Toplam karışımın kendine özgü ve oldukça tartışmalı olan niteliği karşılıklı eş yayılımın ortaya çıkması için her iki maddenin aynı miktarda olması gerekmiyor. Bu nedenle Chrysippus kışkırtıcı bir şekilde toplam karışımda bir damla şarabın (içine eş yayılarak) tüm okyanusa dağılabileceğini öne sürmüştü. Bu, Aristoteles’in De generatione et corruptione’sindeki karışım kuramının açıkça reddedilmesidir. Etkin tözlerde bulunan pneuma, son derece esnek özelliğe sahip ve öznel niteliklerini muhafaza ederek çok seyrelmiş bir halde de varlığını sürdürebilir görünüyor.

  1. Ölüm

Toplam karışım ve pneuma öğretisi Stoacıların, Platon’un “ruhun bedenden ayrılması” olarak ifade ettiği ölüm tanımını benimsemelerine olanak sağlıyordu. Fakat Stoacılar bu tanımı, sadece fiziksel şeylerin fiziksel şeylerden ayrılabileceğini, bu yüzden de ruhun maddesel olması gerektiğini öne sürerek Platon’a karşı kullandılar. Ruh, bedene crasis türü bir karışım oluşturarak yayılmış olduğu için ayrışması da mümkündü. Ayrışma, ruhun gerilmesinin gevşemesi ile mümkün oluyor görünüyor. Uyku hafif bir gevşeme iken, ölüm gerilmenin tümden gevşemeye uğraması sonucu ruhun bedenden ayrılmasıdır deniyordu.

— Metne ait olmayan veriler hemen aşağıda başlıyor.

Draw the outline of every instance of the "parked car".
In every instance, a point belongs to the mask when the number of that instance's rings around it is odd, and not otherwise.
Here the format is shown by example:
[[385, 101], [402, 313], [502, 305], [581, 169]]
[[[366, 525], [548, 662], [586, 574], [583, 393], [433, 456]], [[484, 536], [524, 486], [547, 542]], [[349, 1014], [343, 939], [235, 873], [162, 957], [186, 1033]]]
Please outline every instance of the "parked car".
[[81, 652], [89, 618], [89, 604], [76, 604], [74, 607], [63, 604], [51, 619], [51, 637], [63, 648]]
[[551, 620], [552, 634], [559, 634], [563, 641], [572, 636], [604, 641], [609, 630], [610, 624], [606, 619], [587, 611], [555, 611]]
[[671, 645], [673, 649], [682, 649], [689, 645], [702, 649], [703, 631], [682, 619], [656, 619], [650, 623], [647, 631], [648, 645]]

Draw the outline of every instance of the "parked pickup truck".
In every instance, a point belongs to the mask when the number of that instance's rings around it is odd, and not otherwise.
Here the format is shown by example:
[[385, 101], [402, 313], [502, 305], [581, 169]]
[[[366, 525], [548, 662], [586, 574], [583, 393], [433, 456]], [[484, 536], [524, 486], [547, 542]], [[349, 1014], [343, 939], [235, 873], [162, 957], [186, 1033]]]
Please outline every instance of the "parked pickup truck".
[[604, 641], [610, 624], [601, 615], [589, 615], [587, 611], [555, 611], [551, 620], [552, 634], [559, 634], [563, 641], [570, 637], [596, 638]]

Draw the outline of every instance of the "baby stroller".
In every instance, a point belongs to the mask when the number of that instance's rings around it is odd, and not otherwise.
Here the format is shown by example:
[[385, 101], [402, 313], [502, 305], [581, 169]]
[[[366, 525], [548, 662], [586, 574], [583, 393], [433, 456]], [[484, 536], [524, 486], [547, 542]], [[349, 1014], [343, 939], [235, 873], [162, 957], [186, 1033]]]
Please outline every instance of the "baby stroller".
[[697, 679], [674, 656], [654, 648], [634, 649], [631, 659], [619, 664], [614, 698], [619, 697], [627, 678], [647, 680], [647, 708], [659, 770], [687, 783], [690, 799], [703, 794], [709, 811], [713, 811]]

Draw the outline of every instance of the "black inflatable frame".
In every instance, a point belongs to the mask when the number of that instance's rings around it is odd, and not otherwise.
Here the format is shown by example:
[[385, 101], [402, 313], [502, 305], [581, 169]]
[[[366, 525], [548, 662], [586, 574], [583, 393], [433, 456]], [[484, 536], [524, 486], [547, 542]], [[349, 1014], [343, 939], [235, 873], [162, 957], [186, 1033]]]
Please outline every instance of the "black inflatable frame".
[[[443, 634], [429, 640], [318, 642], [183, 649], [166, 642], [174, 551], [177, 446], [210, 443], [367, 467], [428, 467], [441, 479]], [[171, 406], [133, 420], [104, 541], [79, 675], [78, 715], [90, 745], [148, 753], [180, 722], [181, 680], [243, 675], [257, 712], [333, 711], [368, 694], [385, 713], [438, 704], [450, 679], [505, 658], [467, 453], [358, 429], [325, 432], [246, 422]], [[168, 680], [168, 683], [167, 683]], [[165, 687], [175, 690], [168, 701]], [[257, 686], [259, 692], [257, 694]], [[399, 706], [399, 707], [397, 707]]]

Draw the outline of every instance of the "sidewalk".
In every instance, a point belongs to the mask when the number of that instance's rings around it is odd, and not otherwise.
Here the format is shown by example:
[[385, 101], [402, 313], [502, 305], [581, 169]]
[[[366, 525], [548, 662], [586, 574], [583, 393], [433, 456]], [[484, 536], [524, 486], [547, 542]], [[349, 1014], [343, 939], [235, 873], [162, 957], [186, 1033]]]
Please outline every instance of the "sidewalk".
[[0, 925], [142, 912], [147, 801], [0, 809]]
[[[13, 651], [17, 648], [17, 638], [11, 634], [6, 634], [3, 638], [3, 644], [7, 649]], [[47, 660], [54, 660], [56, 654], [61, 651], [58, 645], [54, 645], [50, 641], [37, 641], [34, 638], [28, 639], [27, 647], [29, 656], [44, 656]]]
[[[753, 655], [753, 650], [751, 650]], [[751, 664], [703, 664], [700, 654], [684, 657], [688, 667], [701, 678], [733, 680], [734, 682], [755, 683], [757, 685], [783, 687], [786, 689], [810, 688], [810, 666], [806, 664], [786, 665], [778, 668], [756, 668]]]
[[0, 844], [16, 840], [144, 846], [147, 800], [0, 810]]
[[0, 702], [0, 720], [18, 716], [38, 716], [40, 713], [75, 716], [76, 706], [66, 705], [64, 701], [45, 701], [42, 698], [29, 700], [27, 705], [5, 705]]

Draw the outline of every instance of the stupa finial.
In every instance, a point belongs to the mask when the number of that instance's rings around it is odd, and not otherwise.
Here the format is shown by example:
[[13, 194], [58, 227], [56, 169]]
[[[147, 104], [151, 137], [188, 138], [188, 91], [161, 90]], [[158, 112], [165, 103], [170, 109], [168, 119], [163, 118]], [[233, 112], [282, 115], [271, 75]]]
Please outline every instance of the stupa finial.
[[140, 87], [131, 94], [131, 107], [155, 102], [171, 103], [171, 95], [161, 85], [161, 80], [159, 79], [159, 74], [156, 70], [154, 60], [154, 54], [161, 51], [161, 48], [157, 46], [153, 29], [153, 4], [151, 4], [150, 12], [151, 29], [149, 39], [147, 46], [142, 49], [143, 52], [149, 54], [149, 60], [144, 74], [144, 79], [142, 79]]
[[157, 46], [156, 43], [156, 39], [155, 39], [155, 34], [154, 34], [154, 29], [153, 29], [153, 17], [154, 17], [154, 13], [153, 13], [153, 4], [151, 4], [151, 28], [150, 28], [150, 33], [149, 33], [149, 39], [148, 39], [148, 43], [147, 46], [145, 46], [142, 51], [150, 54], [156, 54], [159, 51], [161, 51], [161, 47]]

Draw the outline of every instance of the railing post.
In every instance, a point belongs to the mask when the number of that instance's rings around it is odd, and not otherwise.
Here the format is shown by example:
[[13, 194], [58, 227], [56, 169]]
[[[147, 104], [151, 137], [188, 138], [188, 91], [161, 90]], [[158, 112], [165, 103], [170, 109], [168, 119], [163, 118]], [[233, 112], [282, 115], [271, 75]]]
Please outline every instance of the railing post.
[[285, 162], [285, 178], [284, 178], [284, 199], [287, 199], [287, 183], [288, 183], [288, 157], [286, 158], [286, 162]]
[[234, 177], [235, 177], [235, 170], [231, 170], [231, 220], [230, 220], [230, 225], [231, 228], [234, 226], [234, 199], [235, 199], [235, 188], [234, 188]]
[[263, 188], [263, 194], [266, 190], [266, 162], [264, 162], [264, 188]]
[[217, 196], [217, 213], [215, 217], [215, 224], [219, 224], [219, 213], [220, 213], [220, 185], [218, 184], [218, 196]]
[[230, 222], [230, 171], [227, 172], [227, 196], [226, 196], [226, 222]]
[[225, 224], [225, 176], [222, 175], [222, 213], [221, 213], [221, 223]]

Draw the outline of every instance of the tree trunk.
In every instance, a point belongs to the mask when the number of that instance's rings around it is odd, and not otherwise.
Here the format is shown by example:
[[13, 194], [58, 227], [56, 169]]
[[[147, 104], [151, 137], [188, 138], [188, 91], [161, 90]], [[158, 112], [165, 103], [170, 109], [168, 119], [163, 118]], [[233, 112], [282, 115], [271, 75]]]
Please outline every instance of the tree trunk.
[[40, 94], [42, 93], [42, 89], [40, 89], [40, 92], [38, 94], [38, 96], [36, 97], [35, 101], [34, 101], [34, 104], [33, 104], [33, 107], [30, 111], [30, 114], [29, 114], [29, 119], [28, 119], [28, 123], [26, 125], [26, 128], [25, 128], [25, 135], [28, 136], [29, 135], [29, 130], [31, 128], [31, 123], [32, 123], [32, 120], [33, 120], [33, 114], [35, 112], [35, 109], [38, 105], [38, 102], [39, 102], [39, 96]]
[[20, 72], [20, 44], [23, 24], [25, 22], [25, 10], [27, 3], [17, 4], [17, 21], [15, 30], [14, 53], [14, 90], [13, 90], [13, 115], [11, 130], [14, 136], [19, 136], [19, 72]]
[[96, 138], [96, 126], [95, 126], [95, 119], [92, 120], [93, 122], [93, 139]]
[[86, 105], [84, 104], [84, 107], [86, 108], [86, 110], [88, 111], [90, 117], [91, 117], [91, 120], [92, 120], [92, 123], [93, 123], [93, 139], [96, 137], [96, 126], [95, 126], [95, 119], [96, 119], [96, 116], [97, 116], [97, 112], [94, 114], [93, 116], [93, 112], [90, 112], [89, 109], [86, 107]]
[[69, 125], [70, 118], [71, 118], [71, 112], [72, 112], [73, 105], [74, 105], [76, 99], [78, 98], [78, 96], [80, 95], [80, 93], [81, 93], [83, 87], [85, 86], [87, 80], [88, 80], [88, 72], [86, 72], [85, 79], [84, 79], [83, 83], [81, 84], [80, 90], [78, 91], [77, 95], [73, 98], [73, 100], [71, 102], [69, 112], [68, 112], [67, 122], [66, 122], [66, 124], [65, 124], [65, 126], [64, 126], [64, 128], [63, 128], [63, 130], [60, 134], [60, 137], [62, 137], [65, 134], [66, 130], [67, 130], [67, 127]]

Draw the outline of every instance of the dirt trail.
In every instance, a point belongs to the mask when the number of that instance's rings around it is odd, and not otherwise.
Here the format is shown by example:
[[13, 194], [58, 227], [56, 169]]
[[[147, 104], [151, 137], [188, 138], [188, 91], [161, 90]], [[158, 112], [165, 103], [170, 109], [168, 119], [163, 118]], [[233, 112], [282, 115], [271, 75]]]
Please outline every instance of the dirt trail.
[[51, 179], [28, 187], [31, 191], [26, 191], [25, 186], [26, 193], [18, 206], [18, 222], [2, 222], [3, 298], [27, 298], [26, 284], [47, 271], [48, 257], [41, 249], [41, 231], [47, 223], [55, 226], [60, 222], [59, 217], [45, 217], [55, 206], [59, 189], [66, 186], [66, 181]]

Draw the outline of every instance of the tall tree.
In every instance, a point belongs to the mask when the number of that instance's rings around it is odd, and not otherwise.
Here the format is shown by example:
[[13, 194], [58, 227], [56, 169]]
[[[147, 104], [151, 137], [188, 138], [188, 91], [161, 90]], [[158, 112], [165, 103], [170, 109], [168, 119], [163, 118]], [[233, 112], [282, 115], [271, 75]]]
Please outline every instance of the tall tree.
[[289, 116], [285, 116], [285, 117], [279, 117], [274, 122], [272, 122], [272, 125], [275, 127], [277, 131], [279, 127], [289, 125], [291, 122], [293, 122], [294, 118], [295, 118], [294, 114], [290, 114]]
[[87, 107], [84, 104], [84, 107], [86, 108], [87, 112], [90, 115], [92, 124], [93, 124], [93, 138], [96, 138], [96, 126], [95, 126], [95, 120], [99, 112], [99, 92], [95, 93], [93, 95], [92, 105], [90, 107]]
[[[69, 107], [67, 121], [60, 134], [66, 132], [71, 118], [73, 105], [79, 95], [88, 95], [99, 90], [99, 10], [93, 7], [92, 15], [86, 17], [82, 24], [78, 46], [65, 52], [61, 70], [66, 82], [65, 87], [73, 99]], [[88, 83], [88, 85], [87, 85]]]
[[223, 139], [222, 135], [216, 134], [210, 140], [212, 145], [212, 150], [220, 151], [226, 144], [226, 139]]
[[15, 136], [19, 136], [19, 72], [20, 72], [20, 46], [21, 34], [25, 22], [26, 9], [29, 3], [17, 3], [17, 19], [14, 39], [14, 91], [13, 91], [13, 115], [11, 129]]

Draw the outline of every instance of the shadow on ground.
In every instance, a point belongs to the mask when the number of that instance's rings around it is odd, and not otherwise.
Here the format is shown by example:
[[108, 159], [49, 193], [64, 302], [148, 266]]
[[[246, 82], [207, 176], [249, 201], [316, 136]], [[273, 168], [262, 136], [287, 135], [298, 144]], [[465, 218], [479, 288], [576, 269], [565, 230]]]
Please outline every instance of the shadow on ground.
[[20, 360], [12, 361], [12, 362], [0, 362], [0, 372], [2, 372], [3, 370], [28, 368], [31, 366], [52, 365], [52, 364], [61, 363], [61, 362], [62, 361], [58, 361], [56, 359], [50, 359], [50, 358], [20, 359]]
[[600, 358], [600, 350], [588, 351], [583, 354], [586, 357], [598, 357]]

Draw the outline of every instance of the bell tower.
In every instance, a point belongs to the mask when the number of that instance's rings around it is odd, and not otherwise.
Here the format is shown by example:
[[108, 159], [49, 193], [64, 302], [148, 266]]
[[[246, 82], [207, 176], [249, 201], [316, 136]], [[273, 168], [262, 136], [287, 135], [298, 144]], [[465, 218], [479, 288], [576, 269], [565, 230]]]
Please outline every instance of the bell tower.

Stoacılara göre ölüm, kişinin varoluşunun sonu değildi. Ruh bedenden ayrıldıktan sonra bir süre daha bütünlüğünü koruyabiliyordu. Chrysippus ve Cleanthes ruhun ölümden sonraki kaderi hakkında aynı fikirde değillerdi. Cleanthes insanların ruhlarının, ilahi ateşin evrendeki tüm maddeyi yakarak tüketeceği düşünülen büyük yangın gününe kadar varlığını sürdürebileceğini öne sürüyordu. Öte yanda Chrysippus, sadece bilgelerin ruhlarının böyle bir dayanıklılık gösterebileceğini düşünüyordu. Bilge olmayanların ruhları, ancak kısa bir süre daha bozulmadan veya evrensel pneuma içine karışıp gitmeden var olabilirdi. Akıllı olmayan yaratıkların ruhları ise bedenleri ile birlikte yok oluyordu. Ruhun ölümden sonra var olmaya devam etmesinin kişiye herhangi bir faydası olduğuna veya Stoacıların bunu kişide etik veya entelektüel davranışı teşvik edici olarak kullandığına ilişkin hiçbir belirti yok. Stoacılıkta cennet de cehennem de yoktu; insanın hayatını yaşaması ve erdemlerini mükemmelleştirmesi zamanı şimdiki zamandı.

  1. Ruhun Bölümleri

Ruhun pneuma’sının, yetilerinin açıklanmasına yardımcı olan belirli bir yapısı vardır. Stoacılar ruhun, pneuma’nın uzamsal olarak tanımlanan parçaları ya da kolları olarak kabul edilen sekiz bölümden oluştuğunu söylüyorlardı. Ruhun bu sekiz bölümü, beş duyu (görme, duyma, koku alma, tatma, dokunma) ile üreme yetisi, konuşma yetisi ve merkezi yönetici ilkeydi (hegemonikon). Ruhun bütün parçaları, pneuma’nın merkezi hegemonikon olan yapısının uzantıları olarak görülebilirdi. Ruhun bu yapısını açıklamak için birçok benzetimler kullanılmıştı: Ruh bir ahtapot, bir ağaç, fışkıran bir su kaynağı hatta bir örümceğin ağı gibidir. Ahtapot, ağaç ve su kaynağı benzetimleri, ruhun bütünlüğünü ve her bir gücün ve yetinin köklerinin yürekteki hegemonikon’da olduğunu veya buradan filizlendiğini vurgular. Aristoteles ile İstanköylü (Cos) Praxagoras gibi Stoacılar da bilişsel merkezin baş değil göğüste olduğuna inanıyorlardı. Bu benzetmeler, Stoacıların embriyo gelişimi hakkındaki görüşleri ile de uyum içindedir; Stoacılar anne karnındaki bebekte ilk işlemeye başlayan organın kalp olduğunun farkındaydılar, ruhun pneuma’sının bebeğin kalbinden başladığını ve bebek anne karnında büyüdükçe gücünü artırarak tüm bedenine yayıldığını öne sürüyorlardı. Duyu algıları, konuşma ve üreme yetileri, çocuk büyüyerek yetişkinliğe ulaştığında olgunluğa erişen hegemonikon’un pneuma’sının uzantılarıydı.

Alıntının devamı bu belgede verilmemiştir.